Google SoC lwIP Report Week 7

by zhu48 | July 11, 2016

Last week ended with Art going through decompiled assembly to find a bug for me, because the stack trace in the kernel debugger was pointing me to the wrong line in the C source code. It turns out that the problem was a NULL pointer dereference in the RECEIVE callback. As always in programming, a lot of effort went into catching a small oversight. 

With that leftover bug from last week resolved, I moved on to my tasks for this week - more debugging, a code review done by Thomas Faber, and finally setting up WinDBG. 

After some general debugging, I quickly ran into memory access violations, page faults, and other mysterious issues that I suspect had to do with locking and linked lists in my code. As a result, the kind GSoC mentors decided to give me a code review focusing on LIST_ENTRY usage. 

Thomas, who performed the code review, pointed out a great deal of problems for me. The first, most glaring problem was my abuse of the global cancel spin lock (IoAcquireCancelSpinLock). This lock is used to globally serialize IRP cancellation state modifications, and, like all spin locks, should be held for the minimum amount of time necessary. Following the example set by existing code, I was acquiring this lock unnecessarily and holding it for too long. Further reading up on this lock (starting from an article given to me by Thomas) revealed that for correctness, I actually didn't have to acquire this lock in my code at all. For drivers that keep their own IRP queues, like my driver, use of this lock was deprecated. The only reason I had to explicitly acquire this lock was to catch very rare corner cases, which I am not exactly in a position to worry about yet. 

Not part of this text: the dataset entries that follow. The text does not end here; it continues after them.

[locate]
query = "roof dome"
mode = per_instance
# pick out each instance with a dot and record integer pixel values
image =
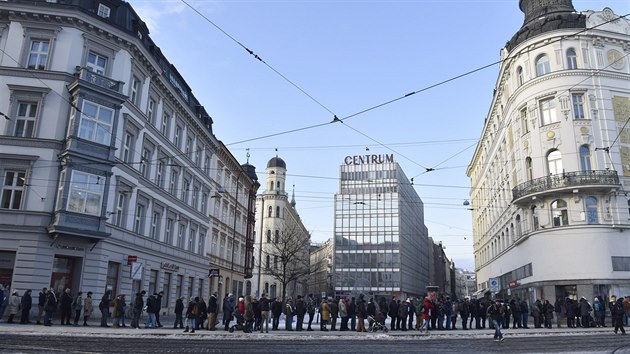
(277, 162)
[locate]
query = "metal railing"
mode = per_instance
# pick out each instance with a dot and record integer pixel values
(566, 180)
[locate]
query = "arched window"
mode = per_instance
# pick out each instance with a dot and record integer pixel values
(592, 214)
(571, 59)
(542, 65)
(559, 213)
(554, 162)
(585, 158)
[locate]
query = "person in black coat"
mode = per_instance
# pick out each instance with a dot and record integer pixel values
(27, 303)
(65, 305)
(179, 310)
(50, 307)
(276, 311)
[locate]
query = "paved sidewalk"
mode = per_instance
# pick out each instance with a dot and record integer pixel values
(94, 329)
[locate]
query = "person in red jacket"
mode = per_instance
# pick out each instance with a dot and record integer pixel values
(427, 307)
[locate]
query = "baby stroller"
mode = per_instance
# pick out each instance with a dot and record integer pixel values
(240, 323)
(376, 325)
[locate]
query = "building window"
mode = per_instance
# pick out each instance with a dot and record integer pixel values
(166, 123)
(25, 119)
(201, 246)
(96, 123)
(86, 193)
(155, 225)
(127, 149)
(121, 209)
(145, 163)
(103, 11)
(524, 125)
(559, 213)
(191, 240)
(578, 106)
(134, 95)
(585, 158)
(591, 210)
(571, 59)
(96, 62)
(180, 235)
(13, 189)
(159, 173)
(151, 111)
(138, 222)
(548, 111)
(554, 162)
(38, 54)
(168, 231)
(542, 65)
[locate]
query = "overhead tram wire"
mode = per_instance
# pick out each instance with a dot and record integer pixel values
(257, 57)
(336, 119)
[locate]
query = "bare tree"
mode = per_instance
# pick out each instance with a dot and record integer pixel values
(288, 255)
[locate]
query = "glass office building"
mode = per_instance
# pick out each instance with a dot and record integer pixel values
(381, 242)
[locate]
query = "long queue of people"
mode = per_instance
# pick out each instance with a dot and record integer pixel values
(359, 313)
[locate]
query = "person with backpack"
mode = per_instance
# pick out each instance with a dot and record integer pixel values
(77, 305)
(104, 307)
(599, 312)
(618, 314)
(495, 312)
(191, 315)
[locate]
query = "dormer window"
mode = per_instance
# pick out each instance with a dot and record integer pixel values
(103, 11)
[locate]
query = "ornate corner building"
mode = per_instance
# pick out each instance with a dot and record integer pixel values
(111, 175)
(549, 175)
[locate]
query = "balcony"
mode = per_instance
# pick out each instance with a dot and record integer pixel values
(591, 180)
(101, 81)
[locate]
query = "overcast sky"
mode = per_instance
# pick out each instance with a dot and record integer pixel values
(341, 58)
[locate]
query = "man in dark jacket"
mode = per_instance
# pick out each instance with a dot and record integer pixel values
(179, 311)
(333, 307)
(212, 312)
(41, 302)
(276, 311)
(159, 307)
(27, 303)
(228, 310)
(50, 307)
(300, 311)
(138, 305)
(393, 312)
(66, 307)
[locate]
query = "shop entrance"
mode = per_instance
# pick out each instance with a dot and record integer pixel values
(65, 274)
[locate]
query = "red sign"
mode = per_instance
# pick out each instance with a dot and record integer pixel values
(131, 259)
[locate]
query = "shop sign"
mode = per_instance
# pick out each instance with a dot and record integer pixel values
(170, 266)
(131, 259)
(369, 159)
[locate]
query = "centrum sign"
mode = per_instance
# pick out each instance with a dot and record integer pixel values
(369, 159)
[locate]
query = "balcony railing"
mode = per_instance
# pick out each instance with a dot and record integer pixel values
(99, 80)
(566, 180)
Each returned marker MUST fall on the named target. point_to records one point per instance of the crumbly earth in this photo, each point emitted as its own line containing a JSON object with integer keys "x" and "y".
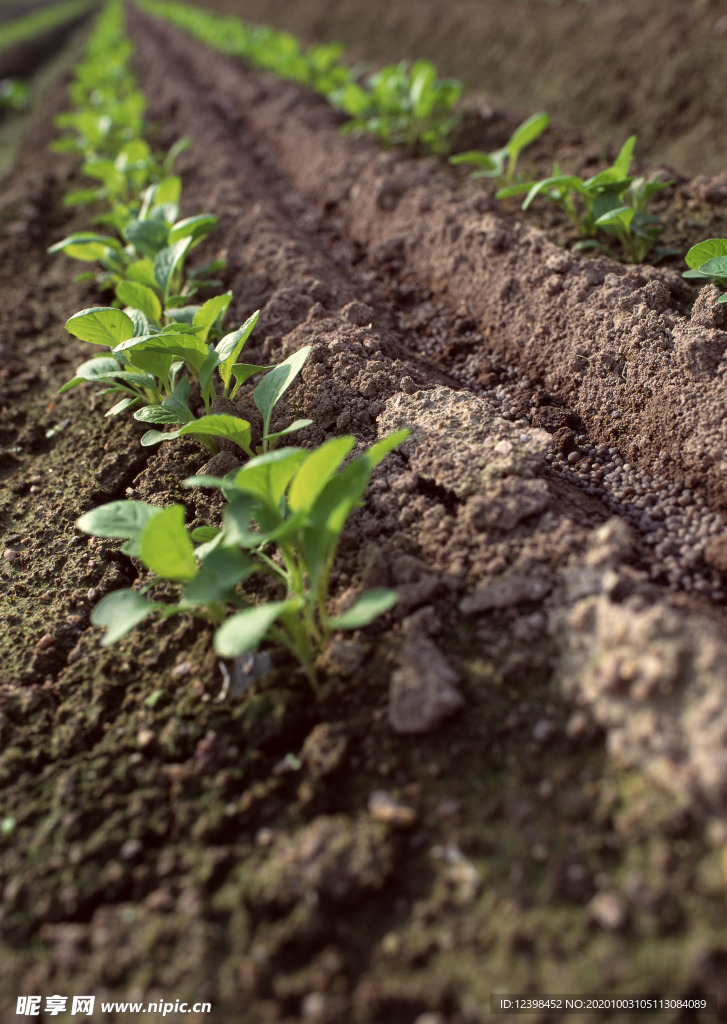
{"x": 516, "y": 781}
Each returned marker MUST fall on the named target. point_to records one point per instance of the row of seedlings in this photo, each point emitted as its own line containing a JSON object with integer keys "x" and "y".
{"x": 286, "y": 507}
{"x": 408, "y": 104}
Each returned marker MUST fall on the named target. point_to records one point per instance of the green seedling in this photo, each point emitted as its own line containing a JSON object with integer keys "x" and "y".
{"x": 40, "y": 22}
{"x": 285, "y": 516}
{"x": 152, "y": 373}
{"x": 502, "y": 164}
{"x": 611, "y": 201}
{"x": 14, "y": 94}
{"x": 403, "y": 104}
{"x": 146, "y": 264}
{"x": 708, "y": 262}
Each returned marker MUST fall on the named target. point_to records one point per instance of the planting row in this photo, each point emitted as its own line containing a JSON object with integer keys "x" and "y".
{"x": 165, "y": 358}
{"x": 23, "y": 29}
{"x": 408, "y": 104}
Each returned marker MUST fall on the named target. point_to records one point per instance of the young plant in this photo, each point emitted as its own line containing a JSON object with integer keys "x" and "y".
{"x": 403, "y": 104}
{"x": 14, "y": 94}
{"x": 708, "y": 262}
{"x": 502, "y": 164}
{"x": 285, "y": 516}
{"x": 611, "y": 201}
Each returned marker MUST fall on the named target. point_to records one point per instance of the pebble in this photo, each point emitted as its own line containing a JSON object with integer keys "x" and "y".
{"x": 609, "y": 910}
{"x": 384, "y": 807}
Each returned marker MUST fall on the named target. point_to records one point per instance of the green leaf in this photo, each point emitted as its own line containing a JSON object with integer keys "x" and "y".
{"x": 123, "y": 520}
{"x": 140, "y": 297}
{"x": 100, "y": 326}
{"x": 275, "y": 383}
{"x": 92, "y": 370}
{"x": 293, "y": 428}
{"x": 165, "y": 192}
{"x": 183, "y": 314}
{"x": 120, "y": 612}
{"x": 716, "y": 267}
{"x": 174, "y": 343}
{"x": 220, "y": 571}
{"x": 562, "y": 183}
{"x": 166, "y": 546}
{"x": 703, "y": 251}
{"x": 211, "y": 311}
{"x": 475, "y": 157}
{"x": 626, "y": 155}
{"x": 248, "y": 629}
{"x": 369, "y": 606}
{"x": 266, "y": 476}
{"x": 221, "y": 425}
{"x": 122, "y": 406}
{"x": 141, "y": 270}
{"x": 217, "y": 425}
{"x": 203, "y": 535}
{"x": 619, "y": 216}
{"x": 316, "y": 471}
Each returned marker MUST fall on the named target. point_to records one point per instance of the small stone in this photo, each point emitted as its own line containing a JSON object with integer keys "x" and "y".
{"x": 424, "y": 690}
{"x": 384, "y": 807}
{"x": 144, "y": 737}
{"x": 450, "y": 807}
{"x": 578, "y": 725}
{"x": 515, "y": 588}
{"x": 609, "y": 910}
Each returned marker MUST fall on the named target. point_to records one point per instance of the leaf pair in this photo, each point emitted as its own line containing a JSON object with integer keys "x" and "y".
{"x": 501, "y": 164}
{"x": 294, "y": 500}
{"x": 708, "y": 261}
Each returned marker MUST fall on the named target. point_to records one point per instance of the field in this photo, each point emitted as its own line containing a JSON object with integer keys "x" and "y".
{"x": 513, "y": 780}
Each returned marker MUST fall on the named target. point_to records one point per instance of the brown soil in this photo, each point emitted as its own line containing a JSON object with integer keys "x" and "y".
{"x": 609, "y": 67}
{"x": 555, "y": 527}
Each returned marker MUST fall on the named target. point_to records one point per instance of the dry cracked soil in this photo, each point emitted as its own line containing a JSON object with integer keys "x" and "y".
{"x": 516, "y": 781}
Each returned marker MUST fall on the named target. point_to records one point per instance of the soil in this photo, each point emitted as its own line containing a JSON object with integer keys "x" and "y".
{"x": 516, "y": 781}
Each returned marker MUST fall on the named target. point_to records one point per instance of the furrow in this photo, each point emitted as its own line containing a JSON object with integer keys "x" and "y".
{"x": 592, "y": 351}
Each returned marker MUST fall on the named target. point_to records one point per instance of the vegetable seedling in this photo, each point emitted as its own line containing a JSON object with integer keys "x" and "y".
{"x": 708, "y": 262}
{"x": 285, "y": 516}
{"x": 611, "y": 201}
{"x": 402, "y": 104}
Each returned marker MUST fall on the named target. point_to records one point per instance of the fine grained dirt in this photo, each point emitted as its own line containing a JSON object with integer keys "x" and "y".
{"x": 561, "y": 572}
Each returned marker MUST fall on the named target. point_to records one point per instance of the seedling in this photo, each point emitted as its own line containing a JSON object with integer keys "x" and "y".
{"x": 285, "y": 516}
{"x": 14, "y": 94}
{"x": 708, "y": 261}
{"x": 502, "y": 164}
{"x": 611, "y": 201}
{"x": 403, "y": 104}
{"x": 152, "y": 371}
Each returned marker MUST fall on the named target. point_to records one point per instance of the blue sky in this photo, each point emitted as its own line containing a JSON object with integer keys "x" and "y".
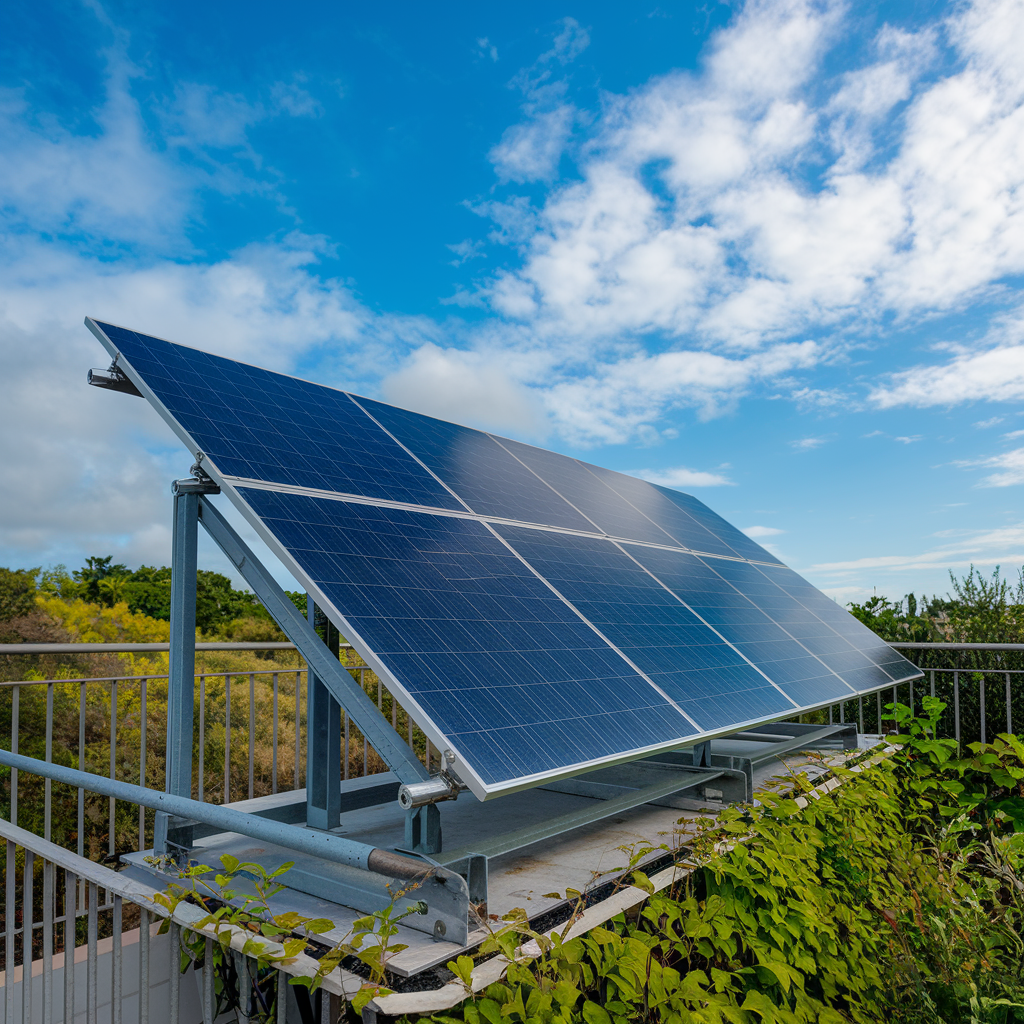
{"x": 769, "y": 253}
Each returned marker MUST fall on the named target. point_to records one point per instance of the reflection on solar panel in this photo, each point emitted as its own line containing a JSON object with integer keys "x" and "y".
{"x": 537, "y": 614}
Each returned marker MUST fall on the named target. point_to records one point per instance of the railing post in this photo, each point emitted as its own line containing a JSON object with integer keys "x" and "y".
{"x": 1010, "y": 714}
{"x": 28, "y": 905}
{"x": 323, "y": 739}
{"x": 181, "y": 673}
{"x": 956, "y": 705}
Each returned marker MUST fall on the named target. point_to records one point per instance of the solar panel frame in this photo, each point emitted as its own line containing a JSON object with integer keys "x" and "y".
{"x": 233, "y": 488}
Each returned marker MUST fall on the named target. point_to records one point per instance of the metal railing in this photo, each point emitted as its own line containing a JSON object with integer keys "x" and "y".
{"x": 250, "y": 740}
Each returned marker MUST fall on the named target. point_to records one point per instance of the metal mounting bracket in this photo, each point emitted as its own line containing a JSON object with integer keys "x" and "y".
{"x": 395, "y": 752}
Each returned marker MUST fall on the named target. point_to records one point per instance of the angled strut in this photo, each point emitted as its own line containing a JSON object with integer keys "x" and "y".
{"x": 395, "y": 752}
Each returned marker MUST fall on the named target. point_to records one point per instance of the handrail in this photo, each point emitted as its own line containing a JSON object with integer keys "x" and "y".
{"x": 140, "y": 648}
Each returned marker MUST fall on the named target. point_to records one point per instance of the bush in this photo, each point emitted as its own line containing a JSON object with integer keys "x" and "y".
{"x": 897, "y": 898}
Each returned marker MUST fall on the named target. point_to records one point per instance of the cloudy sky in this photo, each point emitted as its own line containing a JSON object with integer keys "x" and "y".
{"x": 769, "y": 253}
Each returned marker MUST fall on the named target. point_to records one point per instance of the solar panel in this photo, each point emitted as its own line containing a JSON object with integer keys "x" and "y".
{"x": 536, "y": 614}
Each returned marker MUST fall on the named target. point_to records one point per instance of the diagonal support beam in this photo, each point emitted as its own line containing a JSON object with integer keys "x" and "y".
{"x": 395, "y": 752}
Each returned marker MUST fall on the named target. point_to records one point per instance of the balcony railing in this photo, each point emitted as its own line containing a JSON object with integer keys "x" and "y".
{"x": 250, "y": 741}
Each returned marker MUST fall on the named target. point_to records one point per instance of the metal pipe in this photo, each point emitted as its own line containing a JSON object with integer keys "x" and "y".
{"x": 9, "y": 911}
{"x": 71, "y": 920}
{"x": 143, "y": 967}
{"x": 137, "y": 648}
{"x": 28, "y": 904}
{"x": 329, "y": 847}
{"x": 48, "y": 914}
{"x": 116, "y": 965}
{"x": 91, "y": 972}
{"x": 174, "y": 977}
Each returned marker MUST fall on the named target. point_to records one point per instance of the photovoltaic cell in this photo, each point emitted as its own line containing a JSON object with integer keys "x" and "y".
{"x": 532, "y": 646}
{"x": 686, "y": 659}
{"x": 740, "y": 623}
{"x": 517, "y": 681}
{"x": 265, "y": 426}
{"x": 482, "y": 473}
{"x": 609, "y": 512}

Thomas also had some other suggestions for me. He caught several pieces of my code that were infinite while loops, forced me to think more about the scope of my locks, and got me to clean up my coding style. 

When I was done fixing the problems Thomas caught, I did less than half a day of debugging before running into a memory access violation originating from inside lwIP. I had two choices about how to proceed - figure out how to pipe debug printouts from inside lwIP to the ReactOS debugging serial port, or actually hook up WinDBG so I can directly inspect memory. I chose to start setting up WinDBG, since doing that would probably speed up everything I do. 

Setting up WinDBG turned out to be a full-day task. 

To use WinDBG, I needed to use Microsoft's compiler to generate debug symbols. At first, the compiler refused to even find stdlib.h. It turned out, for some reason, my install of Visual Studio did not include the Windows 10.0 SDK, and my environment variables were set up in such a way that a mix of Windows 8.1 and Windows 10.0 SDKs were specified. A good chunk of the rest of the day was spent downloading and installing the SDK, after which WinDBG worked beautifully.